Choosing the Financial Statement

The choice of financial statement to be analysed depends on the information that the small business is seeking. For example, if the business wants to understand its profitability, it would choose the income statement. If it wants to understand its financial position, it would choose the balance sheet. If it wants to understand its cash flows, it would choose the cash flow statement.

Each financial statement provides different insights, and the choice of statement should be based on the specific needs and objectives of the small business. It's important to remember that each statement provides a piece of the puzzle, and to get a complete picture, all three statements should be analysed.

Choosing the Base Figure

The choice of base figure depends on the financial statement that has been chosen. For the income statement, the base figure is usually sales revenue. For the balance sheet, the base figure is usually total assets or total liabilities and shareholder equity. For the cash flow statement, the base figure is usually net cash provided by operating activities.

The base figure is important as it provides the benchmark against which all other figures are compared. It should be chosen carefully, as the choice of base figure can significantly impact the results of the vertical analysis.

Interpreting the Results of Vertical Analysis

Interpreting the results of vertical analysis involves understanding the relationships between different line items on the financial statement. For example, a high percentage of assets in cash could indicate a strong liquidity position, but it could also indicate a lack of investment in other areas of the business.

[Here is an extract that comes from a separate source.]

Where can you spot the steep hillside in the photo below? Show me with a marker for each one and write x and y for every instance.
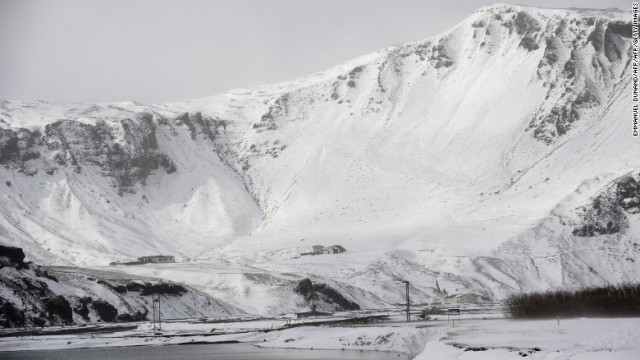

Similarly, a high percentage of liabilities could indicate a high level of debt, which could be a cause for concern. However, it could also indicate that the business is leveraging debt to finance growth, which could be a positive sign. Therefore, it's important to interpret the results in the context of the business's overall strategy and objectives.

Using the Results for Decision Making

The results of vertical analysis can be used for a variety of decision-making purposes. For example, they can be used to identify areas where costs are out of control, and action needs to be taken. They can also be used to identify areas where investment is needed, or where resources could be reallocated for better returns.

Furthermore, the results can be used to compare the business's performance with that of its competitors, and identify areas where it is underperforming or outperforming. This can provide valuable insights for strategic planning and competitive positioning.

Combining Vertical Analysis with Other Tools

While vertical analysis is a powerful tool, it is most effective when used in conjunction with other financial analysis tools. For example, horizontal analysis, which involves comparing financial statements over different periods, can provide insights into trends and changes over time.

Similarly, ratio analysis, which involves comparing different line items on the financial statement, can provide insights into relationships and proportions that may not be apparent from the vertical analysis alone. Therefore, small businesses should consider using a combination of financial analysis tools to get a comprehensive understanding of their financial health.

Conclusion

Vertical analysis is a powerful tool that can help small businesses in Australia understand their financial health in a comprehensive manner. It provides a snapshot of a company's financial position at a particular point in time, and can be used to compare performance over different periods, or against other businesses.

While it has its limitations, when used in conjunction with other financial analysis tools, it can provide valuable insights that can inform decision making and strategic planning. It's a tool that empowers small businesses, giving them the knowledge and confidence to take control of their financial destiny.